This clear-eyed and unsentimental story centers on the fictional Dunne family as they struggle to survive and endure while never losing faith in themselves. In the Oklahoma Panhandle, Milt, Julia, their two little girls, and Milt’s father, Konkie, share a life of cramped circumstances in a one-room dugout with never enough to eat. Yet buried in the drudgery of their everyday life are aspirations, failed dreams, and fleeting moments of hope. The land is their dream.
The Duanne family and the farmers around them fight desperately for the land they love, but the droughts of the thirties force them to abandon their fields. When they join the exodus to the irrigated valleys of California, they discover not the promised land, but an abusive labor system arrayed against destitute immigrants. The system labels all farmers like them as worthless “Okies” and earmarks them for beatings and worse when hardworking men and women, such as Milt and Julia, object to wages so low they can’t possibly feed their children. The informal communal relations these dryland farmers knew on the High Plains gradually coalesce into a shared determination to resist. Realizing that a unified community is their best hope for survival, the Dunnes join with their fellow workers and begin the struggle to improve migrant working conditions through democratic organization and collective protest.

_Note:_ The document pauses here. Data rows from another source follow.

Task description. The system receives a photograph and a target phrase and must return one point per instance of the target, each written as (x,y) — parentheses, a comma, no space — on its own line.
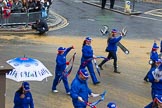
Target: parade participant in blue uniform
(156,103)
(154,58)
(112,41)
(23,97)
(111,105)
(80,90)
(155,77)
(161,46)
(87,53)
(60,68)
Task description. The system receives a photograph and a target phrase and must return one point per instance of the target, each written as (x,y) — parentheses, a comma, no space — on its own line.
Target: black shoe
(96,82)
(115,71)
(100,67)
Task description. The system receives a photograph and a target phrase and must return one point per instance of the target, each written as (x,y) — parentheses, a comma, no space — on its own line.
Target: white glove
(80,99)
(95,95)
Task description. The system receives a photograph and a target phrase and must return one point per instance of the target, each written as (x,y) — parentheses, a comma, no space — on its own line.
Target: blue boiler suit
(80,88)
(60,68)
(87,53)
(156,86)
(26,102)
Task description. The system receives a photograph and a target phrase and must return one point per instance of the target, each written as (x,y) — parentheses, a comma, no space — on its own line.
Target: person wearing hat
(87,53)
(154,58)
(155,78)
(41,26)
(111,105)
(156,103)
(160,55)
(80,90)
(60,68)
(111,48)
(23,97)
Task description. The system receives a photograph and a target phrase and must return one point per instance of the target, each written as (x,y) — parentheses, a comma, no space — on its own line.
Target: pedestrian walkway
(54,22)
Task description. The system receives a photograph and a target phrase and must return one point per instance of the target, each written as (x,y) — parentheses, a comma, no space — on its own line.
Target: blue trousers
(149,105)
(56,82)
(91,71)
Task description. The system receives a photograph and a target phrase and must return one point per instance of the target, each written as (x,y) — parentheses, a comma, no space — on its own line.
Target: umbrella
(27,69)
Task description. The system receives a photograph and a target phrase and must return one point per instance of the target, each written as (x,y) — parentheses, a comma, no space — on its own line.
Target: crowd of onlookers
(18,6)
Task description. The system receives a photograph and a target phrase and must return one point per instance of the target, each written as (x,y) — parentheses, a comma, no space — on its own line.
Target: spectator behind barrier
(38,5)
(40,26)
(17,6)
(31,6)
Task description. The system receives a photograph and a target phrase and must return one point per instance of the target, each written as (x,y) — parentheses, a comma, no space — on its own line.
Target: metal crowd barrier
(20,18)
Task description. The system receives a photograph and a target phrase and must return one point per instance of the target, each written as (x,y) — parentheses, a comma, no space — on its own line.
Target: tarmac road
(127,88)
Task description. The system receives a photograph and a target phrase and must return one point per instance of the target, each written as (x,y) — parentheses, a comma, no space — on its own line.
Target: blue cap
(26,85)
(111,105)
(88,38)
(84,73)
(158,98)
(155,46)
(61,49)
(114,31)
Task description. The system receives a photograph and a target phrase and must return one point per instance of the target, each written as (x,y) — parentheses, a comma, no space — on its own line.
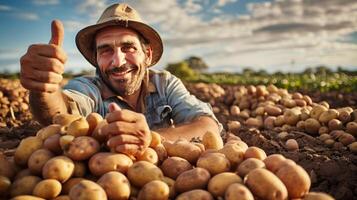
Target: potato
(52,144)
(212,140)
(197,194)
(87,190)
(26,147)
(66,187)
(196,178)
(82,148)
(104,162)
(183,149)
(24,185)
(274,162)
(155,189)
(5,184)
(60,168)
(48,131)
(142,172)
(255,152)
(174,166)
(317,196)
(218,184)
(78,127)
(238,191)
(93,120)
(248,165)
(27,197)
(155,139)
(296,180)
(149,155)
(64,119)
(265,185)
(115,185)
(214,162)
(47,189)
(7,168)
(233,153)
(38,159)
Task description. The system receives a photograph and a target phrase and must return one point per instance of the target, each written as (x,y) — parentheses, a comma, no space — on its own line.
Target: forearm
(45,105)
(188,131)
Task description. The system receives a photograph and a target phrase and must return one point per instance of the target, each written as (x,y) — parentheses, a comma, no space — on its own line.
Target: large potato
(155,189)
(38,159)
(60,168)
(264,184)
(24,185)
(197,194)
(87,190)
(196,178)
(214,162)
(47,189)
(219,183)
(82,148)
(26,147)
(296,180)
(142,172)
(174,166)
(238,191)
(115,185)
(104,162)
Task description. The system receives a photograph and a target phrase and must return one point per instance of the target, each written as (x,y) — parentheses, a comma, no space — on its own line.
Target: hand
(128,131)
(43,64)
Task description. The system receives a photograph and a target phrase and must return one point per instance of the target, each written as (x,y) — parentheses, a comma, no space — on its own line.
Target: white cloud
(46,2)
(5,8)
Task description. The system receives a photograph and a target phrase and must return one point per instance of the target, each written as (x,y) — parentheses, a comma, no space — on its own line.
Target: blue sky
(276,35)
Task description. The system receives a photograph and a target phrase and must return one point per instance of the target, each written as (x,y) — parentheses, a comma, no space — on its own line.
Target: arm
(196,128)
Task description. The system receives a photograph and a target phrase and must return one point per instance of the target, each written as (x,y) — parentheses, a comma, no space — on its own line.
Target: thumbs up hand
(42,65)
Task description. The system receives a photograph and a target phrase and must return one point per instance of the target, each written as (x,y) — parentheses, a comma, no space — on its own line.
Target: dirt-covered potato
(60,168)
(196,178)
(87,190)
(142,172)
(238,191)
(218,184)
(296,180)
(155,189)
(172,167)
(104,162)
(197,194)
(264,184)
(82,148)
(26,147)
(212,140)
(214,162)
(47,189)
(115,185)
(24,185)
(38,159)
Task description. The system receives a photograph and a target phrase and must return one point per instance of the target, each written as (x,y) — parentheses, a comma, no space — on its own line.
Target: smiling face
(122,59)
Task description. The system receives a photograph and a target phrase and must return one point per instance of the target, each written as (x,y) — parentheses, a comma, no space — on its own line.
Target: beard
(129,79)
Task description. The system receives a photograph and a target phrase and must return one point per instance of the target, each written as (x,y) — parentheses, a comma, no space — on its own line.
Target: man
(133,98)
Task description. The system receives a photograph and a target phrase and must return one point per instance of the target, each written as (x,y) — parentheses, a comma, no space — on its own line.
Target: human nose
(119,57)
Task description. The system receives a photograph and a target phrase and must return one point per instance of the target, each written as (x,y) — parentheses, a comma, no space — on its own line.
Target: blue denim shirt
(168,102)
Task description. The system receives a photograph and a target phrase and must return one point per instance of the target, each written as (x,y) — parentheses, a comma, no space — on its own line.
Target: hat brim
(85,38)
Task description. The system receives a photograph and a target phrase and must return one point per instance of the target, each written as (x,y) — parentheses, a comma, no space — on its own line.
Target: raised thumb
(57,33)
(113,107)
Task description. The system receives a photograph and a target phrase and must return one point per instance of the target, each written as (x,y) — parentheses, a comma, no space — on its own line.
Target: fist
(43,64)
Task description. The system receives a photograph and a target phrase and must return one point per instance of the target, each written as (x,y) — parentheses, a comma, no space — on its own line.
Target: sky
(229,35)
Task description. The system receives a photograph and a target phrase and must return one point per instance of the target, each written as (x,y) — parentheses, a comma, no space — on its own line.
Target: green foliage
(182,71)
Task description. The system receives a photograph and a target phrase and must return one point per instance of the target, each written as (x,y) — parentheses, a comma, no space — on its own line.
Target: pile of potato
(70,160)
(273,108)
(14,108)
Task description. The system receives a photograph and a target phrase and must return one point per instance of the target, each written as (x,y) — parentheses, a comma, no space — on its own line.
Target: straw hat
(118,15)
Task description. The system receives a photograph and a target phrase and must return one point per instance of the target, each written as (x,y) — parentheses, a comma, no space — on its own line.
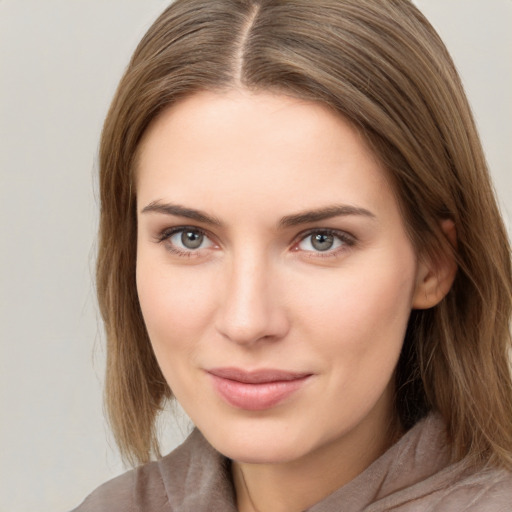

Babb wrote Whose Names are Unknown in the 1930s while working with refugee farmers in the Farm Security Administration (FSA) camps of California. Originally from the Oklahoma Panhandle are herself, Babb, who had first come to Los Angeles in 1929 as a journalist, joined FSA camp administrator Tom Collins in 1938 to help the uprooted farmers. As Lawrence R. Rodgers notes in his foreword, Babb submitted the manuscript for this book to Random House for consideration in 1939. Editor Bennett Cerf planned to publish this “exceptionally fine” novel but when John Steinbeck’s The Grapes of Wrath swept the nation, Cerf explained that the market could not support two books on the subject.
Babb has since shared her manuscript with interested scholars who have deemed it a classic in its own right. In an era when the country was deeply divided on social legislation issues and millions drifted unemployed and homeless, Babb recorded the stories of the people she greatly respected, those “whose names are unknown.” In doing so, she returned to them their identities and dignity, and put a human face on economic disaster and social distress.